Since the early 20th century there has been no clear definition of what poetry is. Most postmodern theorists would dismiss any attempt at a definition as useless and dull. So one cannot say that this is not poetry – just perhaps that it is not very poetic poetry. Poetry tends to use highly concentrated language. This is very prosaic language.

Certainly poets have always used verse for political broadsides. There was quite an art to this in England in the 17th and 18th centuries. Alexander Pope’s The Dunciad was an attack on his philosophical rivals. But these polemical poems were set in regular metre and rhyme. The point of writing such arguments in verse was to accomplish an extraordinarily difficult technical feat, a kind of literary acrobatics. Samuel Butler’s Hudibras, a commentary on contemporary politics, also contained writing that was a pastiche of his enemy’s styles (thus at once satire and parody).

There’s no such stylistic ambition on display here.

Gilbert’s poem also draws much more from the technical constraints of Twitter than from any other formal tradition. (Again, imagine its stanzas being numbered and you can easily see it unscrolling on your screen.) This is a tweetstream by another name.

I’ve written here before about the natural convergence of contemporary poetry and Twitter. The new Rupi Kaur, 28-year-old Najwa Zebian, writes bite-sized inspirational poems for Instagram. (Zebian has lines such as “may your heart / always be kind / even though / the world out there / could shatter you / for being kind.” Her new collection Sparks of Phoenix is about to be published and will doubtless be a bestseller.) Social media, so useful for the broadcasting of pithy ideological stands, is equally useful for the publicizing of one’s immediate emotional suffering, as the public response to plangent laments is immediate and comforting. Furthermore, those two domains – the denunciation of enemies and the proclamation of personal “trauma” – are increasingly the same thing.

It’s true that the labels don’t really matter. An optimist will say that we may be entering a new golden age of accessible and activist poetic writing, one that actually, unlike artsy-fartsy poetry, serves a political function. A new genre may be emerging: the blunt and emotional jeremiad. It won’t be beautiful, but at least it will break free of W. H. Auden’s glum assertion that “Poetry makes nothing happen.”

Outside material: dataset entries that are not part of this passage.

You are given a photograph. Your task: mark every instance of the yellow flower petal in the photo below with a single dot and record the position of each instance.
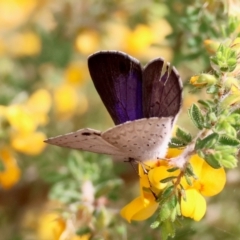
(24, 44)
(156, 175)
(87, 41)
(75, 73)
(139, 39)
(140, 208)
(40, 101)
(39, 105)
(50, 226)
(66, 101)
(194, 206)
(20, 119)
(11, 173)
(31, 144)
(14, 12)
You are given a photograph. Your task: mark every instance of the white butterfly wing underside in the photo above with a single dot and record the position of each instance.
(85, 139)
(142, 139)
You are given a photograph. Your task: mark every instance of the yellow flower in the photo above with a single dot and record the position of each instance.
(24, 44)
(139, 39)
(68, 101)
(31, 143)
(38, 105)
(24, 120)
(15, 12)
(75, 73)
(10, 175)
(20, 119)
(87, 41)
(50, 226)
(203, 80)
(194, 207)
(232, 99)
(140, 208)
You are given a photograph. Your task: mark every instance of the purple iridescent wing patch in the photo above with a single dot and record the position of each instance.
(143, 103)
(118, 80)
(162, 90)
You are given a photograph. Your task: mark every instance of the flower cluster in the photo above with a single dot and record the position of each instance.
(192, 202)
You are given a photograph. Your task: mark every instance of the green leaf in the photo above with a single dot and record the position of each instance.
(188, 180)
(176, 143)
(230, 141)
(196, 116)
(206, 104)
(207, 142)
(184, 136)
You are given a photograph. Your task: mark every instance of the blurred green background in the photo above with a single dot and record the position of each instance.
(52, 193)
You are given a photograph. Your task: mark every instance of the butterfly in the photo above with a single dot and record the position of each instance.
(143, 102)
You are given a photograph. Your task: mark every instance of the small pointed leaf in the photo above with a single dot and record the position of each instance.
(196, 116)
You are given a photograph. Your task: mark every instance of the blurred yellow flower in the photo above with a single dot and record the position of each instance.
(2, 46)
(31, 143)
(194, 207)
(15, 12)
(39, 104)
(76, 73)
(87, 41)
(139, 39)
(20, 119)
(11, 173)
(24, 44)
(68, 101)
(50, 226)
(24, 120)
(143, 41)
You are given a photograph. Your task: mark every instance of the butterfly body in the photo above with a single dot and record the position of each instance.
(143, 103)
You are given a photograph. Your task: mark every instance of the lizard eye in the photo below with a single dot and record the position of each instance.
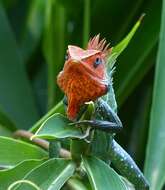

Meanwhile experimental poets have been using Twitter for some years now as a publishing platform for more cryptic and conventionally poetic lines. Just this morning I saw a Facebook post by the Canadian poet Gregory Betts, who is currently teaching in Dublin. He wrote, “On a day when some poems I thought were poems were politely rejected by a magazine, I received a request from a different, established zine to publish a tweet of mine as a poem.” It’s as if the poet himself can’t tell when he is writing poetry or tweeting. He added, mischievously, “Also, this is a poem.”